L’ancien chef de l’État ivoirien, Henri Konan Bédié avec l’ex-Président Laurent Gbagbo.

L’histoire va-t-elle se réécrire, à l’envers, si on peut dire, avec cette fois un front Bédié/Gbagbo contre Ouattara ? Alors qu’en 2010, Bédié avait choisi de se liguer avec Ouattara pour faire tomber Gbagbo.


Entre ces trois mastodontes de la politique ivoirienne, des inimitiés tenaces existent qui expliquent des changements d’alliance qui semblent défier le simple bon sens. Mais, le désir de vengeance est humain et la guerre politique autorise toutes les armes possibles et disponibles pour éliminer l’adversaire.

Bédié a envoyé deux émissaires à Gbagbo, en Belgique, où il réside. Il s’agit de Maurice Kakou, secrétaire exécutif du PDCI et Chrysotome Blessy, avocat du parti, tous deux membres de l’ethnie Bété, comme Gbagbo. Ce dernier a donné son accord de principe pour participer à la « plateforme de l’opposition » que tente de monter Bédié.

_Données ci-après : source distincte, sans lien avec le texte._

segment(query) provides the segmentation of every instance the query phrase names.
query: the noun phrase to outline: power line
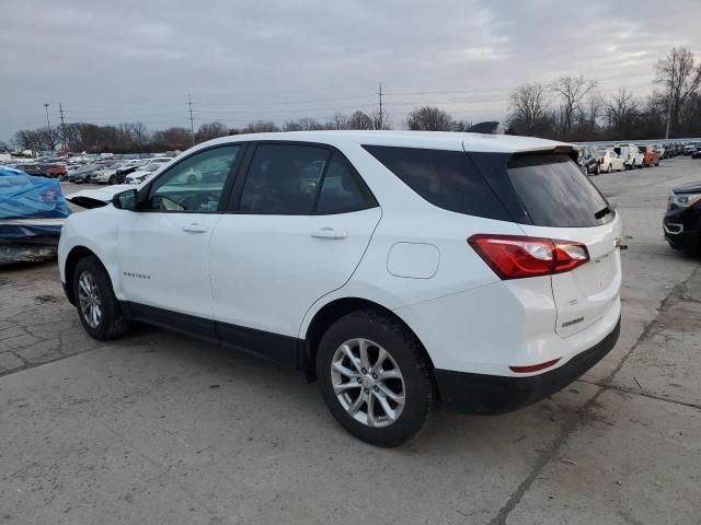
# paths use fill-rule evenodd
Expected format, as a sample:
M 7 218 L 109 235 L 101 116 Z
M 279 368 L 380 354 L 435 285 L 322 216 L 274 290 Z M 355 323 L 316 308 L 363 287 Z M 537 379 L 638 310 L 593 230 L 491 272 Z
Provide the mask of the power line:
M 379 122 L 380 126 L 379 126 L 379 128 L 382 129 L 382 82 L 380 82 L 379 95 L 380 95 L 380 122 Z
M 193 145 L 195 145 L 195 125 L 193 124 L 193 98 L 187 93 L 187 105 L 189 106 L 189 135 L 193 138 Z

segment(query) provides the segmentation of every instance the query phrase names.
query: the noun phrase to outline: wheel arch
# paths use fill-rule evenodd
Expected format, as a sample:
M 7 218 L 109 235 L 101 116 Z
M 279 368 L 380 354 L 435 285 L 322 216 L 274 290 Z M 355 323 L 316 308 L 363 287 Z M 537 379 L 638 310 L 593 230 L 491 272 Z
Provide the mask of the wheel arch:
M 66 296 L 72 305 L 76 305 L 76 298 L 73 294 L 73 275 L 76 272 L 76 266 L 78 266 L 78 261 L 80 261 L 81 259 L 92 256 L 100 260 L 97 254 L 95 254 L 92 249 L 79 245 L 73 246 L 66 257 L 66 265 L 64 266 L 64 275 L 66 276 Z
M 317 311 L 313 315 L 309 326 L 307 327 L 307 331 L 304 332 L 304 337 L 301 340 L 302 342 L 302 370 L 307 374 L 308 382 L 317 381 L 317 352 L 319 350 L 319 343 L 321 342 L 321 338 L 326 332 L 326 330 L 341 317 L 348 315 L 353 312 L 360 311 L 377 311 L 384 315 L 388 315 L 398 322 L 400 322 L 416 340 L 421 343 L 421 348 L 425 354 L 427 362 L 430 365 L 430 370 L 435 369 L 433 360 L 430 355 L 426 351 L 423 342 L 416 335 L 414 330 L 409 326 L 409 324 L 395 312 L 391 311 L 387 306 L 383 306 L 375 301 L 370 301 L 361 298 L 340 298 L 335 299 L 326 304 L 324 304 L 321 308 Z

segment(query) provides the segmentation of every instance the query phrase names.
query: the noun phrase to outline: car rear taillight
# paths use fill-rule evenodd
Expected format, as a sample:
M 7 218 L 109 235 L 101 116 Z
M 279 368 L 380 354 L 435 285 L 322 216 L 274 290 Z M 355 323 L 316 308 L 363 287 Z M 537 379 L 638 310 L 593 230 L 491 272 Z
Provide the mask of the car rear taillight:
M 562 273 L 589 260 L 587 247 L 571 241 L 478 234 L 468 243 L 502 280 Z

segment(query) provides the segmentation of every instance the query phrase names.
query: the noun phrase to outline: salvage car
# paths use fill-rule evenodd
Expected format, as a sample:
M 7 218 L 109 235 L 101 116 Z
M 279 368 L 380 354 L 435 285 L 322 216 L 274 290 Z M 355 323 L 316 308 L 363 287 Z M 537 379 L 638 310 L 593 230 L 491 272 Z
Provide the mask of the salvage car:
M 69 196 L 93 209 L 66 223 L 60 280 L 94 339 L 145 322 L 298 369 L 347 431 L 395 446 L 438 406 L 550 396 L 616 345 L 621 218 L 576 159 L 471 133 L 215 139 Z
M 701 247 L 701 182 L 678 186 L 669 194 L 663 219 L 665 240 L 674 249 L 697 255 Z
M 616 144 L 613 151 L 623 160 L 625 170 L 643 167 L 643 154 L 640 152 L 637 145 L 630 143 Z
M 58 180 L 0 166 L 0 266 L 56 257 L 69 215 Z
M 599 149 L 596 151 L 596 159 L 599 172 L 611 173 L 625 170 L 623 160 L 613 150 Z
M 643 154 L 643 167 L 659 165 L 659 152 L 653 145 L 639 145 L 637 150 Z

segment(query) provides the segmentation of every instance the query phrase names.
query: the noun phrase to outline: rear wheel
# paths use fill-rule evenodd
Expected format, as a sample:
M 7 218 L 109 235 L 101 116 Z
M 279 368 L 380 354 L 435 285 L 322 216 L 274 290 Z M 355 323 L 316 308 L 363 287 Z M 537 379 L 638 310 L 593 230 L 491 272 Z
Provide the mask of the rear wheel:
M 336 421 L 374 445 L 407 442 L 437 408 L 423 347 L 402 323 L 378 312 L 346 315 L 326 330 L 317 376 Z
M 105 341 L 129 329 L 129 323 L 112 291 L 110 276 L 96 257 L 78 261 L 72 285 L 80 323 L 90 337 Z

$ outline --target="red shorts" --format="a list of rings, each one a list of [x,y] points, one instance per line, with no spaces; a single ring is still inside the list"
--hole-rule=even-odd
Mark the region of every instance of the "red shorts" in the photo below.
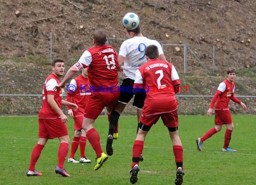
[[[60,118],[38,119],[39,132],[38,137],[41,138],[53,139],[68,135],[66,123]]]
[[[115,92],[92,92],[85,106],[84,117],[96,119],[105,107],[108,106],[110,110],[113,110],[116,104],[119,93],[117,88],[112,91]]]
[[[172,112],[159,114],[148,116],[141,115],[141,122],[145,125],[151,127],[155,124],[161,117],[163,124],[168,128],[176,128],[179,124],[178,109]]]
[[[74,119],[74,130],[81,130],[83,128],[83,121],[84,120],[84,115],[77,115]]]
[[[216,125],[230,124],[233,122],[230,110],[215,110]]]

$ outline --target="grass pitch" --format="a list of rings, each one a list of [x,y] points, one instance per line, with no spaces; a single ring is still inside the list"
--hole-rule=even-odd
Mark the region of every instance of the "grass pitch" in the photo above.
[[[225,127],[205,141],[203,151],[199,152],[195,139],[214,126],[214,116],[179,116],[179,132],[184,147],[184,185],[256,184],[256,116],[233,115],[233,119],[235,128],[230,146],[237,152],[221,151]],[[72,118],[69,119],[67,126],[72,141],[73,121]],[[135,116],[120,117],[119,138],[113,143],[114,154],[99,170],[93,170],[96,155],[88,141],[86,154],[92,160],[90,164],[71,163],[66,161],[64,166],[70,178],[63,177],[54,172],[57,163],[57,139],[49,141],[36,165],[36,169],[43,176],[26,176],[31,151],[38,140],[36,116],[0,117],[0,184],[130,184],[129,171],[137,126]],[[106,153],[107,117],[99,117],[95,128],[100,134]],[[71,145],[68,155],[70,149]],[[79,150],[75,156],[77,159],[79,157]],[[172,144],[161,120],[147,136],[143,155],[144,160],[140,163],[137,185],[174,184],[176,166]]]

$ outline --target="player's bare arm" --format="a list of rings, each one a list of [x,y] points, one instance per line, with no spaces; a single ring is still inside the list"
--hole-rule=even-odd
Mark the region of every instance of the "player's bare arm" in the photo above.
[[[240,103],[240,105],[241,105],[241,106],[242,106],[242,107],[243,108],[243,109],[245,110],[247,110],[247,107],[245,105],[245,104],[244,103],[243,103],[243,102],[242,102],[242,101],[241,102],[241,103]]]
[[[74,66],[73,66],[72,67],[69,68],[69,69],[66,72],[66,74],[65,75],[63,79],[62,80],[61,83],[58,85],[56,86],[56,88],[64,87],[66,83],[68,80],[72,78],[75,75],[75,74],[77,72],[77,71],[78,71],[76,69],[75,67]]]
[[[53,109],[57,112],[61,117],[61,119],[62,123],[66,123],[68,121],[68,119],[66,116],[64,114],[62,110],[59,108],[56,102],[54,100],[54,95],[52,94],[49,94],[47,95],[47,100],[48,103]]]
[[[209,108],[208,110],[207,111],[207,115],[208,116],[210,116],[212,114],[212,109],[211,108]]]
[[[66,101],[66,100],[62,100],[62,104],[63,106],[68,106],[74,110],[77,110],[77,109],[78,109],[78,106],[77,105],[74,103]]]
[[[118,71],[119,72],[123,72],[123,68],[124,67],[123,63],[124,60],[124,57],[122,55],[118,55],[117,60],[118,61]]]

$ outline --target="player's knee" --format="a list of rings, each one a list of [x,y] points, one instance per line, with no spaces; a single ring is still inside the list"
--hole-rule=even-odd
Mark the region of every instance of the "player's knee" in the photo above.
[[[178,127],[168,127],[168,130],[169,132],[172,132],[177,131],[178,130]]]
[[[149,130],[151,128],[151,126],[148,126],[145,125],[145,124],[142,123],[141,122],[140,123],[139,127],[140,129],[142,130],[143,131],[145,131],[145,132],[149,131]]]

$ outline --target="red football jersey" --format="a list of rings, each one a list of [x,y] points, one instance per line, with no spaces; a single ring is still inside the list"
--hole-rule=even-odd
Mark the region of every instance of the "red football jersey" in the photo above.
[[[92,89],[98,91],[118,85],[117,54],[111,46],[104,44],[87,49],[74,66],[78,70],[88,66]]]
[[[78,109],[73,110],[75,117],[78,115],[84,115],[84,107],[91,95],[89,88],[88,78],[84,78],[82,75],[74,79],[72,79],[69,85],[72,88],[68,90],[67,93],[66,100],[77,105]],[[68,110],[71,109],[68,107]]]
[[[142,114],[148,116],[173,111],[177,108],[174,86],[181,84],[172,64],[154,59],[137,71],[133,88],[146,92]],[[170,102],[175,102],[171,105]],[[175,108],[174,108],[175,107]]]
[[[39,118],[56,118],[60,117],[48,103],[47,95],[54,95],[54,100],[60,109],[62,109],[62,88],[56,89],[56,86],[60,83],[60,79],[53,74],[50,74],[46,79],[43,90],[43,105],[39,111]]]
[[[234,82],[230,82],[227,79],[220,84],[216,93],[220,94],[217,99],[215,110],[229,109],[229,103],[231,96],[234,92],[235,85]]]

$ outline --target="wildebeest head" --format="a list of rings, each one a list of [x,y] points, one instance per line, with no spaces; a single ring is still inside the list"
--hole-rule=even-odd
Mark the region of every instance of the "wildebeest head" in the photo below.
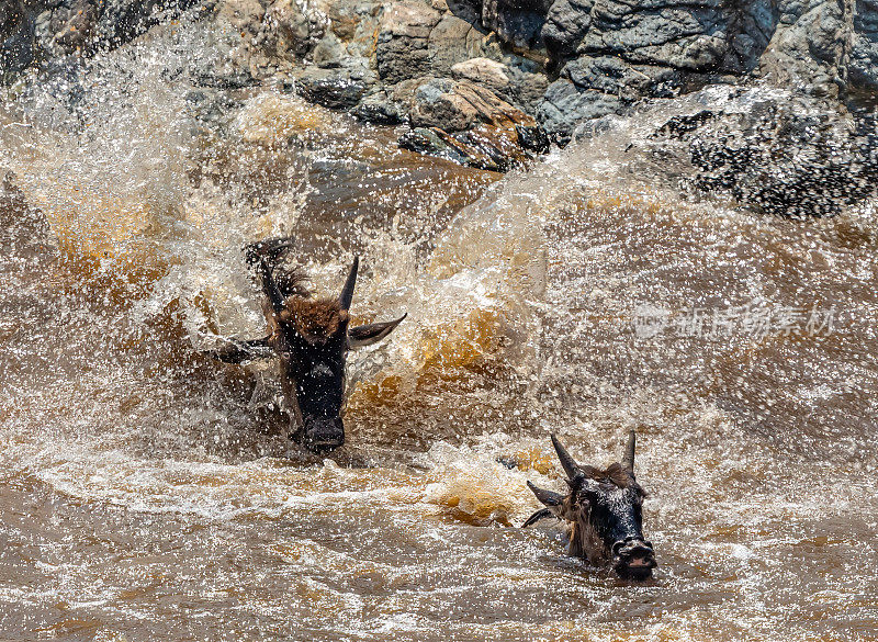
[[[652,544],[643,539],[641,506],[645,493],[634,478],[634,442],[632,430],[621,463],[601,471],[579,466],[552,435],[570,493],[562,495],[528,482],[545,508],[531,515],[525,526],[544,517],[566,520],[571,523],[571,555],[598,565],[610,563],[621,577],[649,578],[656,563]]]
[[[406,315],[385,323],[349,327],[359,257],[353,259],[338,297],[315,299],[304,274],[273,263],[289,243],[263,241],[247,248],[267,296],[263,306],[270,335],[267,345],[281,359],[283,394],[291,412],[293,439],[314,452],[345,443],[341,409],[345,360],[351,349],[380,341]]]

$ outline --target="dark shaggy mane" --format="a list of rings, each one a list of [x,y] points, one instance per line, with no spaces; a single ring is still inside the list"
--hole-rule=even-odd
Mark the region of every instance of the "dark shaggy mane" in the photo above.
[[[308,299],[290,296],[284,302],[284,316],[308,342],[323,345],[342,328],[348,320],[338,299]]]

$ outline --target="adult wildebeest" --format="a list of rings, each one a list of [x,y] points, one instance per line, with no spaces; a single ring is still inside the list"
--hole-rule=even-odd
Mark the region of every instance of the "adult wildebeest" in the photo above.
[[[544,517],[563,519],[571,525],[569,554],[595,565],[610,563],[621,577],[649,578],[656,563],[652,544],[643,539],[641,506],[645,493],[634,480],[634,442],[632,430],[621,463],[601,471],[579,466],[552,435],[570,493],[544,491],[528,482],[545,508],[531,515],[524,526]]]
[[[292,438],[313,452],[323,452],[345,443],[341,406],[348,351],[380,341],[406,315],[349,327],[359,257],[353,259],[337,299],[315,299],[305,288],[304,272],[281,260],[291,245],[290,239],[271,239],[245,248],[245,258],[256,270],[266,295],[262,308],[269,335],[226,340],[210,354],[229,363],[280,358]]]

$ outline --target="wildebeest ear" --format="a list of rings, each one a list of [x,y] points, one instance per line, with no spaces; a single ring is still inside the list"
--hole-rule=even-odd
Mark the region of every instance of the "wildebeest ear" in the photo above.
[[[341,309],[350,309],[350,304],[353,301],[353,288],[357,285],[357,270],[360,267],[360,257],[353,257],[353,263],[348,272],[348,279],[345,281],[345,286],[341,289],[341,294],[338,296],[338,304]]]
[[[540,504],[544,504],[545,506],[561,506],[561,503],[564,500],[564,496],[561,493],[540,488],[539,486],[531,484],[530,481],[528,481],[528,488],[533,491],[533,494],[537,496],[537,499],[540,500]]]
[[[357,326],[348,328],[348,346],[354,350],[363,346],[371,346],[390,335],[398,326],[408,313],[392,322],[380,324],[369,324],[368,326]]]
[[[547,517],[558,517],[561,518],[561,504],[564,500],[564,496],[561,493],[555,493],[554,491],[547,491],[545,488],[540,488],[530,483],[528,480],[528,488],[533,491],[533,494],[537,496],[537,499],[540,500],[541,504],[545,505],[545,508],[541,508],[530,517],[528,517],[527,521],[521,525],[521,528],[527,528],[531,523],[537,523],[541,519],[545,519]]]

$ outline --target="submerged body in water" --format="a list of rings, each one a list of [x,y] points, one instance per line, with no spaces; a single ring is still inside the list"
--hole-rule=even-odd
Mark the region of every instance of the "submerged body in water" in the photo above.
[[[269,88],[214,131],[187,52],[137,46],[76,110],[0,108],[0,637],[874,634],[874,202],[693,199],[638,123],[503,179]],[[325,461],[291,451],[277,365],[203,354],[260,336],[240,247],[289,235],[317,290],[381,267],[351,323],[409,315],[350,356]],[[550,432],[600,461],[629,429],[650,583],[515,528],[562,474]]]
[[[652,543],[643,539],[642,506],[646,494],[634,478],[635,439],[632,430],[622,462],[601,471],[579,466],[552,435],[570,493],[564,496],[528,482],[545,508],[531,515],[525,526],[543,517],[563,519],[571,527],[571,555],[596,565],[610,563],[620,577],[649,579],[657,564]]]
[[[281,361],[281,384],[291,436],[312,452],[345,443],[341,405],[345,396],[345,360],[348,351],[371,346],[386,337],[405,318],[349,327],[350,304],[357,283],[359,257],[337,299],[312,299],[305,275],[278,268],[292,239],[272,239],[247,247],[248,262],[256,267],[266,297],[263,311],[269,336],[247,341],[225,341],[212,357],[240,363],[273,356]]]

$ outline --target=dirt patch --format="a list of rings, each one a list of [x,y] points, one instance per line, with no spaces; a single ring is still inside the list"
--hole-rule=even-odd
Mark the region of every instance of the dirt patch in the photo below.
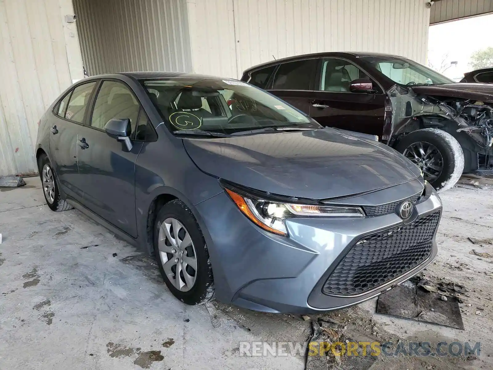
[[[42,302],[40,302],[37,304],[35,304],[33,306],[33,309],[39,311],[43,307],[51,305],[51,301],[49,299],[46,299]]]
[[[135,354],[138,351],[140,352],[140,348],[133,348],[127,347],[123,344],[113,342],[108,342],[106,345],[106,351],[110,357],[128,357]]]
[[[170,346],[175,343],[173,338],[168,338],[168,341],[172,341]],[[166,343],[165,342],[165,343]],[[163,346],[164,343],[163,343]],[[124,344],[108,342],[106,345],[106,351],[110,357],[130,357],[134,355],[138,355],[134,364],[140,366],[142,369],[149,369],[153,362],[162,361],[164,357],[161,354],[161,351],[147,351],[142,352],[140,348],[134,348],[127,347]]]
[[[29,281],[26,281],[22,285],[23,288],[29,288],[30,287],[35,287],[39,284],[39,279],[33,279],[32,280],[30,280]]]
[[[141,352],[134,363],[142,369],[149,369],[153,362],[162,361],[164,359],[164,357],[161,354],[161,351],[148,351]]]
[[[65,235],[65,234],[67,234],[68,232],[69,232],[69,231],[70,231],[71,229],[71,229],[70,227],[69,227],[68,226],[65,226],[64,227],[63,229],[61,231],[58,231],[58,232],[57,232],[56,234],[55,234],[55,237],[57,238],[59,236],[61,236],[63,235]]]
[[[166,338],[166,340],[163,343],[163,347],[165,348],[169,348],[175,344],[175,339],[173,338]]]
[[[39,277],[39,275],[37,273],[37,269],[35,267],[29,272],[23,275],[22,277],[24,279],[33,279],[33,278]]]
[[[51,311],[47,311],[42,315],[40,315],[37,318],[45,323],[47,325],[51,325],[53,322],[53,318],[55,317],[55,312]]]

Démocratie ou pas, « la politique est la continuation de la guerre par d’autres moyens » comme l’affirme Clausewitz.

L’axe qui est entrain de se mettre en place était prévisible, dès la rupture du pacte Bédié/Ouattara. Le premier s’estime trahi et déconsidéré, lorsque Ouattara a reconduit les ministres PDCI de son gouvernement sans l’en informer.

Sa colère a explosé avec l’action entreprise par Ouattara de mettre sur pied le RHDP (rassemblement des Houphouétistes pour la démocratie et la paix), contre vents et marées, en piétinant l’accord secret qui les liait et qui prévoirait une alternance RDR/PDCI au pouvoir.

C’est ce que Bédié affirme et Soro serait témoin du deal scellé au cours d’une réunion où seraient présents les trois protagonistes. Dans une telle perspective, l’analyse aboutit à une jonction avec Soro qui a, lui aussi quitté le navire du pouvoir Ouattara. Et qui a déjà rencontré Bédié, à plusieurs reprises, et même avant d’acter sa rupture.

Un front « tous contre Ouattara » se dessine et, avec des nuages sombres commencent à s’accumuler dans le ciel ivoirien. La guerre civile qui a ensanglanté le pays est encore fraîche dans les mémoires et les plaies béantes n’ont pas encore cicatrisé.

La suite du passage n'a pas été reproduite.